VLAN tagging requirements
You can assign an access point to a wireless network only if the client traffic option of the wireless network and the VLAN tagging option of the access point are compatible.
To introduce the usage of VLAN for your access points in your network, do as follows:
- Connect the AP to Sophos Firewall using standard LAN for at least a minute. This is necessary for the AP to get its configuration. If you connect the AP through a VLAN from the beginning, it won't know it's in a VLAN and can't connect to Sophos Firewall to get its configuration.
- When the AP appears in the list of available access points, turn on VLAN tagging and enter the VLAN ID.
- Then connect the AP to its intended VLAN.
- Make sure that the VLAN interface is added is added to the allowed zone under Wireless settings > Allowed zone.
When there is a switch between the AP and Sophos Firewall, you must connect the AP to a trunk port on the switch.

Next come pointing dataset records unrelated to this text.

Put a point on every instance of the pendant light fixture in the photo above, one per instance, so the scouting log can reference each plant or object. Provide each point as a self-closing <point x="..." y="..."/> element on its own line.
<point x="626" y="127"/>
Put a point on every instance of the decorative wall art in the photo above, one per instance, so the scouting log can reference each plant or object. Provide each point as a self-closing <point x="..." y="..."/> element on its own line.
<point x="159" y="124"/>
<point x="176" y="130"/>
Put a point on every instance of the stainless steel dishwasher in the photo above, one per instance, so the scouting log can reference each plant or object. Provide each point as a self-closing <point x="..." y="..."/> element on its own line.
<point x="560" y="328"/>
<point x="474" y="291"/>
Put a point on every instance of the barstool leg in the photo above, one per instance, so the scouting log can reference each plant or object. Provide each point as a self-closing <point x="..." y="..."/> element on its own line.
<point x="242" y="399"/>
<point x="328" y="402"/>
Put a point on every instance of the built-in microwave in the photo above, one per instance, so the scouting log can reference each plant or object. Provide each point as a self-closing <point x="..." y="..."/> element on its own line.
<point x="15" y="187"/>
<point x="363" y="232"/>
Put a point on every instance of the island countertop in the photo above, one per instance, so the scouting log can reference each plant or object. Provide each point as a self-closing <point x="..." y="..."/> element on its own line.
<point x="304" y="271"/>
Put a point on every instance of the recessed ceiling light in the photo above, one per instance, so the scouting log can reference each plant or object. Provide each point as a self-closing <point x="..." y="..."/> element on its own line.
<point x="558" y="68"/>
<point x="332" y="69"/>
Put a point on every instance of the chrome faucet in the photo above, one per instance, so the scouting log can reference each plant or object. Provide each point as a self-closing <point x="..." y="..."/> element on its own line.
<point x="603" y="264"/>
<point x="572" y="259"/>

When VLAN tagging is configured, the AP tries DHCP on the configured VLAN for 60 seconds. If it doesn't receive an IP address during that time, the AP tries DHCP on the regular LAN as a fallback.
Wireless network configuration
- For wireless networks configured as a separate zone, VLAN tagging of the access point can be turned on or off.
- For wireless networks configured as a bridge to an access point VLAN, VLAN tagging of the access point must be turned off.
- For wireless networks configured as a bridge to a VLAN, VLAN tagging of the access point must be turned on. The wireless clients will use the bridge to VLAN ID specified for the wireless network, or they will receive their VLAN ID from the RADIUS server, if specified.
- When you create a bridge to VLAN network, the VLAN interface and the corresponding firewall rules are created automatically and transparently.
Don't configure separate zone and VLAN wireless networks for the same AP. If you have a VLAN in place for your main network, use a VLAN for your guest network.
- When setting up VLANs in your environment, we recommend separating user and management traffic into different VLAN subnets.
- After the AP has been accepted on Sophos Firewall, you must configure the AP to use the VLAN for management traffic.